At a recent protest against election fraud held here in Calgary represented an opportunity to learn a few things about how to maintain civil discourse.

Balancing act

The event began with the usual rallying speeches. The organizers stated several times that they wanted to balance the female and male speakers and alternated the microphone to ensure different voices were heard. Some speakers were more radical than others and the calmer voices were given an opportunity to say their bit. The result was an even-handed description of the problem, rather than an escalation of tensions.

A movement needs momentum

The organizers then set the protest in motion, moving the group from its location in front of City Hall to the federal building nearby. This again creates a feeling of doing something concrete, making a statement by marching, which is a longstanding tradition and peaceful, yet powerful. The movement along the roadway also attracts attention (in this case, it generated a lot of honks of support) and spreads the exposure out over a greater distance, furthering the objectives of the protest.

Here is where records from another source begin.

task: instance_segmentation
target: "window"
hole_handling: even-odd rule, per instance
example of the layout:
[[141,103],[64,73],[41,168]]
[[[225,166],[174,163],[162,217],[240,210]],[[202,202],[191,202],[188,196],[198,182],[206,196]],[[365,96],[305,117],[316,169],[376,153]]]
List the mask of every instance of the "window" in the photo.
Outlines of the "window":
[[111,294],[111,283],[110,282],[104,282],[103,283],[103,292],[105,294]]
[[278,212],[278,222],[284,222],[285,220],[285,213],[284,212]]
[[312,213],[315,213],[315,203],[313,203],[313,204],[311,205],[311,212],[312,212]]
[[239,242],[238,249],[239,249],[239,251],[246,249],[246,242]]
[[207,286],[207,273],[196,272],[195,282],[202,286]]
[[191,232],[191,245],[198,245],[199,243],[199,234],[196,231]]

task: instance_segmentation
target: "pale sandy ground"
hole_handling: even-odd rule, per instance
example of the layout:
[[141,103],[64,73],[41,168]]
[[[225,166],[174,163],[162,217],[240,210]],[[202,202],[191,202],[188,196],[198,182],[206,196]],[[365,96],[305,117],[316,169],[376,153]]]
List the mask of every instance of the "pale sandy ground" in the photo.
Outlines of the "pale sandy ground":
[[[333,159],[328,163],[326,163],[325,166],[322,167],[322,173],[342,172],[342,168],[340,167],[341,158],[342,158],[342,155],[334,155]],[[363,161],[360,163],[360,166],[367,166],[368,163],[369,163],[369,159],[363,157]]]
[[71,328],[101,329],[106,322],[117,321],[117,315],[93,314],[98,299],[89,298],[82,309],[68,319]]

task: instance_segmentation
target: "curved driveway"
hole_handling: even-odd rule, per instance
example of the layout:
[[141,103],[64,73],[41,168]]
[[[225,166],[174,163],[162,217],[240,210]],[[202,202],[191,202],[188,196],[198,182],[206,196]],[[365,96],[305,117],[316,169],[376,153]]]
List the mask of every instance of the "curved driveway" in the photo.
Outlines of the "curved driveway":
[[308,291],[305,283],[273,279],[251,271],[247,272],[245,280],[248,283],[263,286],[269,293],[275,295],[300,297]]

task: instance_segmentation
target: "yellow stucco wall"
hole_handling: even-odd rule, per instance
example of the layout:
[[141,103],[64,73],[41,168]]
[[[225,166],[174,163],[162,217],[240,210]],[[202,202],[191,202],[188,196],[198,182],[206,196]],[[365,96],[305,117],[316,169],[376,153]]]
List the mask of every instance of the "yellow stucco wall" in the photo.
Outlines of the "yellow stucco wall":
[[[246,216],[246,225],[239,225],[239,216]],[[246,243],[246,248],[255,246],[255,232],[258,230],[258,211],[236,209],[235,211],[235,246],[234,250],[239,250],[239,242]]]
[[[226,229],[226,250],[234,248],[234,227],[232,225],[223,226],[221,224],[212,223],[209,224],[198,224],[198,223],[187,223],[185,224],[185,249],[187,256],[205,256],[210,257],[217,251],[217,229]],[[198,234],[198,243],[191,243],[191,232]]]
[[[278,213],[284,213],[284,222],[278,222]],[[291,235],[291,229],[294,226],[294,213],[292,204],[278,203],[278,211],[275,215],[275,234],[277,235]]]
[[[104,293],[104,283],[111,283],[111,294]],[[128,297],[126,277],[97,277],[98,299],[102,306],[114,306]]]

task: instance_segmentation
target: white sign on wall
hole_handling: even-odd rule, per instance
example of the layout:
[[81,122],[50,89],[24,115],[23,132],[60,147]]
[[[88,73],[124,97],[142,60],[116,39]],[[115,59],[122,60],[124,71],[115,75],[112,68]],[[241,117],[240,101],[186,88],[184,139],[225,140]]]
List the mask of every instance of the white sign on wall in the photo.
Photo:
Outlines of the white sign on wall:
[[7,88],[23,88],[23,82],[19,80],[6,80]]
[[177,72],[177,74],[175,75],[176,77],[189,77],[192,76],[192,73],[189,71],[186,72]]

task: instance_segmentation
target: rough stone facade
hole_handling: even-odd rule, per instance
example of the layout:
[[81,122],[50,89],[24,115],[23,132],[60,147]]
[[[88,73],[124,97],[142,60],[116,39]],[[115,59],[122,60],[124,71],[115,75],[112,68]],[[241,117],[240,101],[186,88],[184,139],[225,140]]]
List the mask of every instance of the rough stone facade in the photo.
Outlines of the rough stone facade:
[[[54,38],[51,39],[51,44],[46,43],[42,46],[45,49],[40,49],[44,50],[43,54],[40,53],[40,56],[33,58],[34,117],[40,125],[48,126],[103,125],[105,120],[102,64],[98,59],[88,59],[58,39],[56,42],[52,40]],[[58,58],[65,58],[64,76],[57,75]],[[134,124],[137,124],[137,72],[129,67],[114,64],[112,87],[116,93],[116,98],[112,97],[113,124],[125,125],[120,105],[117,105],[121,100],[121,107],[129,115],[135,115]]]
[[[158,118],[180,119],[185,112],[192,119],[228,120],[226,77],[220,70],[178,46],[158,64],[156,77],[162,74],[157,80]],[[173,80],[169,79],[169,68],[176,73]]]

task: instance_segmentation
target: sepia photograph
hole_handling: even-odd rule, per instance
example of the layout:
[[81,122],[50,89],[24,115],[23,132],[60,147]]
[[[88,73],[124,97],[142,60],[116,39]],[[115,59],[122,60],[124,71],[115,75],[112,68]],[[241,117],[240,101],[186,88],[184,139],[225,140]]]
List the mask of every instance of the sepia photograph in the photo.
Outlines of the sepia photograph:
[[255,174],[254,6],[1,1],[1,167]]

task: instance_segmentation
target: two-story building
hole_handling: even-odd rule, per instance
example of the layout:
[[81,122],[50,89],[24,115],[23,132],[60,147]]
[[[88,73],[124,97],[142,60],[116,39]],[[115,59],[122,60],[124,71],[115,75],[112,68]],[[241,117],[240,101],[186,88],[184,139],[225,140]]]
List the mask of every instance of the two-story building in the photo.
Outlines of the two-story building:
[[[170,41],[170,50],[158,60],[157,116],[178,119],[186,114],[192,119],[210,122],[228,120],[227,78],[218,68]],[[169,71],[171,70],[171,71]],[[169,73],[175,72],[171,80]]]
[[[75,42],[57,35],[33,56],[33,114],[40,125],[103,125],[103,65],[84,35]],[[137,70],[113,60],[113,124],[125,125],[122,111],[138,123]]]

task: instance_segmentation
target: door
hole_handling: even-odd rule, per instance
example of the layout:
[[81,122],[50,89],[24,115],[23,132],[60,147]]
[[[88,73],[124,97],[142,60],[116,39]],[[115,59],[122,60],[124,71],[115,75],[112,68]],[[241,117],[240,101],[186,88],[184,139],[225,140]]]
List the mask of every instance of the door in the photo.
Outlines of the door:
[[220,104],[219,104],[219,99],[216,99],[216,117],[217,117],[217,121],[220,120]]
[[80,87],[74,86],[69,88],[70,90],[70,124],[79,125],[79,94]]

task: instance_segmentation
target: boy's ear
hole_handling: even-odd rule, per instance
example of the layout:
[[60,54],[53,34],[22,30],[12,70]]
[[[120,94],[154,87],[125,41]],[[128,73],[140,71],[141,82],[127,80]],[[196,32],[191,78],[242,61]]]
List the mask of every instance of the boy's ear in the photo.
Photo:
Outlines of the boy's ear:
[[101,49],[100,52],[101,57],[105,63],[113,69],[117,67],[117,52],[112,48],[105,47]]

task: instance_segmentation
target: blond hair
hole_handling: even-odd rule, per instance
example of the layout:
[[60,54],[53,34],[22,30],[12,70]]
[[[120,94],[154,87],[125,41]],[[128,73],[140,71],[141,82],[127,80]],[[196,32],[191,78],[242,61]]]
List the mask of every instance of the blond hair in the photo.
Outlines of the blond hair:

After reaching the destination, the microphone was handed over to one of the more eloquent speakers to discuss the purpose of the protest, some possible solutions and give further encouragement to the participants that their voices do matter.

Smash vs speak

It was interesting to note that a couple of the protestors tried in vain several times to rally the group towards more radical solutions. That person yelled, “smash the state” at one point. Faced with this unwelcome interruption, and comparing it to the reasonable voice at the microphone talking about peaceful protest, the group simply ignored the rabble rousers. Full stop.

It may have gone differently if the police had moved to handcuff the guy. It may have gone differently if the media had turned their cameras to him and made him the story. But none of that happened.

Meanness rules the day

Consider this. We give an inordinate amount of attention in the media to the “smash the state” protestors. Or to the extremists who over-react and use unwarranted force. Very little attention is paid to those reasonable voices calling for very worthwhile solutions to achieve objectives that satisfy everyone. We elevate the vitriol, ridicule and name-calling, snickering over the meanness of it, all the while perpetuating it by passing it around and giving it attention (I’ve done it myself. We all have.)

When we do this, we do ourselves a grave disservice. And we lower the bar on our civil discourse such that we end up with polarization and partisanship from which no one gains much satisfaction. I’m not saying humour doesn’t have a place, but let’s make sure it is even-handed and genuinely funny, rather than mean-spirited and one-sided.

Let’s use our social media to spread reasonable solutions and elevate competent, knowledgeable voices. Perhaps we as citizens can drown out, or at least neutralize, those who would rather smash than speak to our challenges.